One person has told them that Leah was trying to get to her sister in Birmingham.

“We’re even getting extortion letters,’’ she said. “You don’t know what’s real.”

Leah previously left home once in Atlanta and went to a friend’s house for a week.

“I knew where she was. Her friends knew where she was and she reached out and said she was OK,’’ Robinson said. “This time I’m not hearing anything. And she’s so addicted to social media that the fact that she’s not doing anything is very strange.”

“I think if she was safe, she would have sent something,’’ she said.

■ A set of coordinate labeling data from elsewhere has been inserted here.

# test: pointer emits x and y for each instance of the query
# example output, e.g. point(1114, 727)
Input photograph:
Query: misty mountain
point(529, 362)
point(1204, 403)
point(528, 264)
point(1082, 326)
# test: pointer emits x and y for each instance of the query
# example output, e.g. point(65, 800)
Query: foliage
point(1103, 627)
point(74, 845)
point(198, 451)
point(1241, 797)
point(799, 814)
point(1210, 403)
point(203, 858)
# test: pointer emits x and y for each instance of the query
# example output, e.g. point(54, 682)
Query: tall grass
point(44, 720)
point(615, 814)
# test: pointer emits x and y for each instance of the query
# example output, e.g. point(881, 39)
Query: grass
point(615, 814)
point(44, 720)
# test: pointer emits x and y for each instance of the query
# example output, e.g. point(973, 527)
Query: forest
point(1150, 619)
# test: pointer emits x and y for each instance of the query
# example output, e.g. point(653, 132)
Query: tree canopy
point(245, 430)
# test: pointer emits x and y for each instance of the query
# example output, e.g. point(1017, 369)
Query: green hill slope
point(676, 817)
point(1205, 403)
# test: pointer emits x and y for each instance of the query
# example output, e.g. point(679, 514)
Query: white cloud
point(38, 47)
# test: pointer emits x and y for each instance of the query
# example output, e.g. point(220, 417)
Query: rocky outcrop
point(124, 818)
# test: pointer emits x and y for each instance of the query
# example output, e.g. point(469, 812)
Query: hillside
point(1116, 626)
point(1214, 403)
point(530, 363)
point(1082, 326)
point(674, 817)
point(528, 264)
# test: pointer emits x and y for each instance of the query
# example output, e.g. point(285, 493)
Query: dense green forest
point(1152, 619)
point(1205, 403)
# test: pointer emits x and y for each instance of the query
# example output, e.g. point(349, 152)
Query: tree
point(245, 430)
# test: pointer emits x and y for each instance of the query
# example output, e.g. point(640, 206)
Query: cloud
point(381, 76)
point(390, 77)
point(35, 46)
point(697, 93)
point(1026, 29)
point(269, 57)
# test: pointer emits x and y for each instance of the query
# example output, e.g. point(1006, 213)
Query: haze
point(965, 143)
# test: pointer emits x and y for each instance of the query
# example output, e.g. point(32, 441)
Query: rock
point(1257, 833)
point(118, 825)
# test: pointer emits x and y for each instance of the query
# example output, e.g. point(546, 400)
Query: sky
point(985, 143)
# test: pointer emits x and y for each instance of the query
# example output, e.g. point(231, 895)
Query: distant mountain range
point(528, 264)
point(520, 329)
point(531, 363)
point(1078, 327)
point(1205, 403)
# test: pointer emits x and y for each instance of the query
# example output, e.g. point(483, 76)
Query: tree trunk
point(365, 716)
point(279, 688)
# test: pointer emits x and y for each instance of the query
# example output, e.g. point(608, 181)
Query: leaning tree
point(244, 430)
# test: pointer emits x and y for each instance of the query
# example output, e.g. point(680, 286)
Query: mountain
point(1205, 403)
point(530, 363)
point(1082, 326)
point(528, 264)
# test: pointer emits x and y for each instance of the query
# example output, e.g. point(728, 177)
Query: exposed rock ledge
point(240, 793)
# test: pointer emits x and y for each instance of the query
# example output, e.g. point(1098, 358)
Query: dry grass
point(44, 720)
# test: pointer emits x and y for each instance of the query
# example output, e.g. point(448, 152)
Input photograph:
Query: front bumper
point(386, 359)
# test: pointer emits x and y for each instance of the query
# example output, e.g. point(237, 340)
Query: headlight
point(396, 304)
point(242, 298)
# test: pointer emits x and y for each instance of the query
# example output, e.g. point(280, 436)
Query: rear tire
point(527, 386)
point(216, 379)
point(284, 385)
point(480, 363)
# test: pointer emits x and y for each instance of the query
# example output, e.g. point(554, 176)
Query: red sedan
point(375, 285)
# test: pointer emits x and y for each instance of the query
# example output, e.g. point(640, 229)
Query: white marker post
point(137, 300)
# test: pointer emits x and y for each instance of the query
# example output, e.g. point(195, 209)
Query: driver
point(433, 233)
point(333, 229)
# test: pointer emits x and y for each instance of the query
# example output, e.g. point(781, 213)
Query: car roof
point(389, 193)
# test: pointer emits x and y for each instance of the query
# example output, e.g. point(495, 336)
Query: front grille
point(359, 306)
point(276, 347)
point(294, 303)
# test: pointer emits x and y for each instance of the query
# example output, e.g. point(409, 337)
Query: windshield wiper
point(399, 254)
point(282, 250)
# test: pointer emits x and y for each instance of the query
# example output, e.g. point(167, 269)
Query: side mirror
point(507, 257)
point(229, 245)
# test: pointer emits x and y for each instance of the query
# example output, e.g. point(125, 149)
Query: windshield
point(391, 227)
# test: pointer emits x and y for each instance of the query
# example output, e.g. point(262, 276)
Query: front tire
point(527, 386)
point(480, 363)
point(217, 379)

Robinson described Leah as “tough as nails,” and said she has talked about becoming a U.S. Marine when she gets older. She’s an avid basketball player, plays percussion in the school band and was in the ROTC program when she was in school in Atlanta.

“She’s an active child,’’ she said. “But she’s a typical teenager testing the waters.”

Her grandparents had recently gotten her two pet ducks, and she and her grandfather would go fishing together.

“It seemed like everything was working out,’’ Robinson said.

Leah is 5-feet, four-inches tall and weighs 140 pounds. She has brown eyes and black hair with dreadlocks.

She was last known to be wearing a black shirt, brown shorts, and blue Air Jordans. She has three beads and a seashell on one of her locks.

“That used to irritate me so bad,” her mother said, “but now I’m glad because that may be the one thing that helps people identify her.”

“It’s been really tough on the family,’’ Robinson said. “I don’t really know what’s going, which makes it even tougher.”

Anyone with information on Leah’s whereabouts is asked to call Jacksonville police at 251-246-4484 or Central Alabama Crime Stoppers at 334-215-STOP (7867) or 1-833-AL1-STOP. Tips can also be submitted through the P3-tips app.